You might be thinking – auto payments! And you are right. Indeed, if Alex had a bank account, this is a straightforward process. All Alex needs to do is set up recurring payments on her Visa card to automatically pay for her recurring bills. However, this is not as straightforward to execute on a blockchain. To see why this is the case, let us consider the Ethereum network. We will begin by setting up some terminology that will help us better understand the issue at hand.
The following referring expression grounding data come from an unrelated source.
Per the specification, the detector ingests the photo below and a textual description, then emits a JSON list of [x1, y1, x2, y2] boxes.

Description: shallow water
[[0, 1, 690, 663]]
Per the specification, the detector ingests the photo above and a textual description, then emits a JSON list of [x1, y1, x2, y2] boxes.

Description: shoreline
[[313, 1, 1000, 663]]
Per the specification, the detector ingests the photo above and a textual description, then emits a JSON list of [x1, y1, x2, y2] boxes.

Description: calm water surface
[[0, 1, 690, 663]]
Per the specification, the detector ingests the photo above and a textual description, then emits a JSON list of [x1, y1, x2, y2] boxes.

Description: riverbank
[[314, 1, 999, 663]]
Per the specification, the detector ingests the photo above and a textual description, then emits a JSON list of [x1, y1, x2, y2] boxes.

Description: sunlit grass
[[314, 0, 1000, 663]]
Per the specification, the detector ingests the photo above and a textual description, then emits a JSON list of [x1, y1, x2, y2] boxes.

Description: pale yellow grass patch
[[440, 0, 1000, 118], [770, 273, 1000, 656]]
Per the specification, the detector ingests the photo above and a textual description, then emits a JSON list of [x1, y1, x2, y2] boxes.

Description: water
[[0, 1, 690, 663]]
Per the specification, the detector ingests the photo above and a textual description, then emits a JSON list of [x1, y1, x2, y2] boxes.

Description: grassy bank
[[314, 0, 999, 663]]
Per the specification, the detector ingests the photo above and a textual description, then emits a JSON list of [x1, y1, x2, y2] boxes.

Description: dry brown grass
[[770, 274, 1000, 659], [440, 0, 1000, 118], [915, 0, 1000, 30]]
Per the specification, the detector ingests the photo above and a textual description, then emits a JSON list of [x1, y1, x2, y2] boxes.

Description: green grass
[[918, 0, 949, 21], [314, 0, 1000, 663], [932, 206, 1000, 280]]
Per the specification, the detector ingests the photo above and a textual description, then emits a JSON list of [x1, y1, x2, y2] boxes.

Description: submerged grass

As part of Visa’s internal Crypto Hackathon challenge earlier this year, we took on the opportunity to explore the above scenario using a novel technique. The example described is a common everyday use case that can be solved by existing means today such as cheque or Automated Clearing House (ACH). We also provide a fast and efficient option today for billers – through Visa acceptance, merchants can opt to accept Visa by setting up automatic payments for recurring bills or by taking card information for individual payments over the phone or online. However, as we are looking to utilize blockchain technology for payments, this takes a new turn when it comes to building out the solution through smart contract.
Accounts on Ethereum
There are two types of accounts on the Ethereum network today: Externally Owned Accounts (EOA), more commonly referred to as user accounts, and Contract Accounts (CA), referred to as smart contracts. A user account, controlled by a private key, can send transactions. A smart contract has associated code that can be executed, however, a smart contract cannot initiate transactions on its own. Transactions must always originate from a user account and be signed by the user. Transactions can be a simple token transfer between user accounts on Ethereum blockchain or more complicated ones that trigger a series of operations to be executed through smart contracts to perform many different actions.
Auto Payments on Ethereum
Let us revisit Alex’s situation. Suppose Alex owns a user account which is where her paychecks are deposited and from where she would like to pay her mortgage, TV subscription and utility bills. Today, to pay her bills, Alex has to initiate a transaction that transfers tokens from her EOA to a user account belonging to the recipient, that is, to whomever she is paying her bills. In more detail, Alex’s EOA has an associated secret or private key known only to Alex. This private key is used by Alex in the generation of an Elliptic Curve Digital Signature Algorithm (ECDSA) signature that is crucial for the creation of a valid transaction. And this already brings us to the problem at hand. If Alex is away on holiday, who will generate this signature to create the transaction that will make her payment?
One solution is for Alex to use what is known as a custodial wallet. With a custodial wallet, another party controls Alex’s private key. In other words, Alex trusts a third party to secure her funds and return them if she wanted to trade or send them somewhere else. The upside here is that Alex can set up an auto payment connected to her custodial wallet. Since the custodian, who is the party that manages her wallet, has access to her private key, they will be able to generate the signature needed to create the transactions for her scheduled auto payments. And this can happen while Alex is away on holiday. The downside is that while a custodial wallet lessens Alex’s personal responsibility, it requires Alex’s trust in the custodian who holds her funds.
With a self-custodial wallet, one where the user has total control over her wallet, Alex has sole control of her private key. While there is no need to trust a third party when using a self-custodial wallet, this also means that Alex will not be able to set up an auto payment as she must be the one using her key to generate the signature needed for the payment transaction.
Another way to understand this is through the terminology of pull and push payments. A pull payment is a payment transaction that is triggered by the payee, while a push payment on the other hand is a payment transaction that is triggered by the payer. Ethereum supports push payments but doesn’t natively support pull payments – auto payments are an example of pull payments.